COMUNICAÇÃO E INFORMAÇÃO

Unidade de Coordenação de Projetos da Região Sul

Número 228

13 a 16 março de 2018

Diretor-Geral da FAO - José Graziano faz alerta sobre o alarmante excesso de peso e obesidade na América Latina e Caribe, durante a 35ª Conferência Regional para América Latina e Caribe (LARC), que aconteceu na Jamaica. Julio Berdegué Julio Berdegué - Representante Regional para América Latina e Caribe, durante o evento lembrou que a fome voltou a crescer e já afeta 42,5 milhões de pessoas na região. Evento tem quórum inédito, recebendo pela primeira vez delegações de todos os 33 países-membros da FAO a nível regional. Analise apresentada pelo oficial nacional de programas da FAO Valter Bianchini do PRONAF safra 2017/2018 de julho a fevereiro.
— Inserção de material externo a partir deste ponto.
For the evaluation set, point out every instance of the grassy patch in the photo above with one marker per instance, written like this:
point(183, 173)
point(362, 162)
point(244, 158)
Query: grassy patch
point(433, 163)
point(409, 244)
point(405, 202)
O Programa Caminhos do Campo produziu uma série “Caminhos da Agroindústria Paranaense” o qual traz 4 reportagens que apresentam a importante contribuição da agroindustrialização paranaense que podem ser assistidos acessando os links. Por fim o Comunicação desta semana destaca a pratica serem inserida na Plataforma de Boas Práticas do projeto de seleção e produção desenvolvido pela EPAGRI.

Boa leitura.

O informativo também pode ser lido no link: http://boaspraticas.org.br/index.php/pt/informativo-fao-brasil.

Valter Bianchini

 

Oficial Nacional de Projetos da FAO

 

 

DIRETOR-GERAL DA FAO ALERTA SOBRE O AUMENTO ALARMANTE DO EXCESSO DE PESO E DA OBESIDADE NA AMÉRICA LATINA E NO CARIBE

Graziano da Silva pediu aos governos para consolidar a luta contra a fome e redobrar os esforços contra o excesso de peso e a obesidade.

 

Graziano da Silva encorajou os governos a aproveitar a oportunidade oferecida pela Década da Agricultura Familiar proclamada pela ONU (2019-2028), que visa chamar a atenção para as pessoas que produzem mais de 80% da alimentação do planeta e que, paradoxalmente, são muitas vezes as mais vulneráveis à fome.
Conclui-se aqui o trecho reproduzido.